Türkiye solu içerisinde devrimci-demokrasi mücadele tarzının legal-illegal, hem tarihsel süreklilik hem de kitlesellik açısından en önemli temsilcisi olan Parti Cephe ise 28 Şubat'ta diğer sol yapılanmalara göre daha net ve açık tavır aldı. Darbe tahlilinin temeline sistemin faşist darbeci kimliğinin tezahürünü yerleştiren bu gelenek THKP-C sürecinden itibaren Sovyet ya da Çin sosyalist anlayışlarından uzak, "özgücü", halkın merkeze alındığı devrimci demokrasi tarzını uyguladı. Halkın değerlerinin merkeze alındığı bir ideolojik donanımın mahiyetinde problemler olması ise kaçınılmazdı. Ulus devlet süreçlerinde halkın değerlerinin olumlanması anlayışının kökenine indiğimizde ulusçu damarları görmemiz söz konusudur. Başörtüsü eylemlerinin yoğun olduğu dönemde aktif katılım sergileyen bu siyaset, diğer çevrelerden gelen eleştirileri çok da fazla dikkate almadan Müslümanların sisteme karşı eylemliliklerini kendi iç tutarlılıkları açısından sürekli olarak destekledi. Fakat devrimci-demokrasi tarzının doğasında saklı olan pratik-pragmatizm yer yer açığa çıktı. 17 Ocak Beykoz operasyonu sonrasında çıkarılan Kurtuluş Dergisi Özel Sayısı; kapağındaki başlıktan içinde yer alan tahlillere, kullanılan üsluptan yararlanılan kaynaklara kadar devrimci tutarlılıkla bağdaşmayacak bir tabloyu ortaya koyuyordu. Oysa ki, sistem ve sistem karşıtı unsurları ayrıştırıp muhaliflere karşı sistemin dilini kullanmayan bir söylemin geliştirilmesi gerekiyordu.
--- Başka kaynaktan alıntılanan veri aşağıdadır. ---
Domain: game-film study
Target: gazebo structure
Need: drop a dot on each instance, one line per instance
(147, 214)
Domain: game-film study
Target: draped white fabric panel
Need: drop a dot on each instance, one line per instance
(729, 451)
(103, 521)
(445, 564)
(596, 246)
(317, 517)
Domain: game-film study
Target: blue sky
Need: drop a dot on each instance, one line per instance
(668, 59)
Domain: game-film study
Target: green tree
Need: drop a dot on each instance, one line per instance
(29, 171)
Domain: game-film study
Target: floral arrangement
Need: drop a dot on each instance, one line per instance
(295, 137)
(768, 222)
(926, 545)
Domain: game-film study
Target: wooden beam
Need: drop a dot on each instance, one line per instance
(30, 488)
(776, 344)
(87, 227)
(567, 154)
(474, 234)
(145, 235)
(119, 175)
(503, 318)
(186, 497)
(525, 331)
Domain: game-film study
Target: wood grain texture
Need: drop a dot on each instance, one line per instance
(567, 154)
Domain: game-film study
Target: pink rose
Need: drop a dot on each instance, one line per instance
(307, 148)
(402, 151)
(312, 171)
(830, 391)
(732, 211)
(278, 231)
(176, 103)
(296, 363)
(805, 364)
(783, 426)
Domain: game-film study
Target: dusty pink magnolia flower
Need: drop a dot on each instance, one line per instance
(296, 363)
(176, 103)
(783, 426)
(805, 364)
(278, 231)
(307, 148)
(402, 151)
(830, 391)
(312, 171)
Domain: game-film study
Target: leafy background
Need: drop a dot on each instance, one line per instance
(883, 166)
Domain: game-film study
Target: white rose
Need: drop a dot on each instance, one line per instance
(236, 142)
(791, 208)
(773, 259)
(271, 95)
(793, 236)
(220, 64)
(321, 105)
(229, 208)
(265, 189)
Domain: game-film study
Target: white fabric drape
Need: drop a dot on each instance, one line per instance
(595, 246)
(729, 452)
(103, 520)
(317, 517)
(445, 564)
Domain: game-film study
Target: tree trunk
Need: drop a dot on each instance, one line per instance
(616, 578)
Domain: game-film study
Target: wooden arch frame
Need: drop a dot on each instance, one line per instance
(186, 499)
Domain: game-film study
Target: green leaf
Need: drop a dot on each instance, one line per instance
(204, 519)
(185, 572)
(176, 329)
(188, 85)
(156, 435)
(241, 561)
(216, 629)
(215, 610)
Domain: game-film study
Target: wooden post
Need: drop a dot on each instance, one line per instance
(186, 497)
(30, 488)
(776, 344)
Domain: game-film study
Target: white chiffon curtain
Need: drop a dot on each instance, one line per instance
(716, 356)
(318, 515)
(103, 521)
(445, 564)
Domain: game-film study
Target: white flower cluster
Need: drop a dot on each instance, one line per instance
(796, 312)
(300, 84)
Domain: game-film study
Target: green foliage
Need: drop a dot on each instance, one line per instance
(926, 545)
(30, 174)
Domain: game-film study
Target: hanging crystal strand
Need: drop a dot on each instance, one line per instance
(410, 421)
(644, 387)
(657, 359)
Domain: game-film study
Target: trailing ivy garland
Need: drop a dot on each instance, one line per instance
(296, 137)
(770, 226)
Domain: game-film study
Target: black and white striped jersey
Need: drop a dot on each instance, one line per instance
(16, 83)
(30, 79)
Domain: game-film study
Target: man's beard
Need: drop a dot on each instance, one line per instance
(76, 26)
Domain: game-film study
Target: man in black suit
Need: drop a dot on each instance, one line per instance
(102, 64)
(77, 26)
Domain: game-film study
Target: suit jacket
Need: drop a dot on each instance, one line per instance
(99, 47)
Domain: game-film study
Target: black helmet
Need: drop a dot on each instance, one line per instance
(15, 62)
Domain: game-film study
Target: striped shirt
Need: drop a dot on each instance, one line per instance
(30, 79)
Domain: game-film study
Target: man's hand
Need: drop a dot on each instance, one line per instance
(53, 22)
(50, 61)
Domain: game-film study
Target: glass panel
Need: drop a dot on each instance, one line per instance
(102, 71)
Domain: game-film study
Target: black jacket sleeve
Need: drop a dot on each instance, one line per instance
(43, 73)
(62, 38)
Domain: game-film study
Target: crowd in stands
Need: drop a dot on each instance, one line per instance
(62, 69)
Müslümanların sol kesim üzerine söylediklerine gelince, doğrusu, özellikle "Söyledikleri" sözcüğü tercih edildi. Günlük birkaç yazı dışında herhangi bir yayın organında inceleme-değerlendirme yazısı çıktığını söyleyebilmek zor. Sol kesimin biz Müslümanları tanımadığı gibi, Müslümanlar da solu yeterince tanımıyor. Değerlendirmelerin en başında şu tespiti sık sık duymuşuzdur: "68 kuşağının hızlı Marksistleri bugün siyasette, medyada, ekonomide, üniversitede 28 Şubat'ı aktif olarak destekleyen kişiler." Sistem değerlendirmesinde bu tespitleri gerçekliği olan bir yere oturtmak pek mümkün değil. 68 kuşağının hızlı Marksistleri denilen kişiler -Perinçek ve şürekası dışında- sınırlı sayıdadır. 28 Şubat'ın aktörlerinden örneğin Mesut Yılmaz'ın, Nur Serter'in, Kemal Gürüz'ün kökenlerinin sağcı olmasından hareketle 28 Şubat'ın sağ bir darbe olarak değerlendirilmesi nasıl mümkün değilse sol bir darbe olarak nitelendirilmesi de mümkün değildir. Perinçek ve örgütüyle ilgili olarak da, diyebiliriz ki 1970'lerin başlarından itibaren sol camianın tecrit uyguladığı, üstelik ideolojisi soldan ziyade Kemalist burjuva devrimciliği özelliği gösteren bir kesimi solun merkezine oturtmak ne kadar doğru? Biz de genel sol kamuoyu gibi Perinçek ve ideolojisini sol muhalefet içerisinde görmediğimizden, değerlendirme dışında bırakmayı tercih ediyoruz.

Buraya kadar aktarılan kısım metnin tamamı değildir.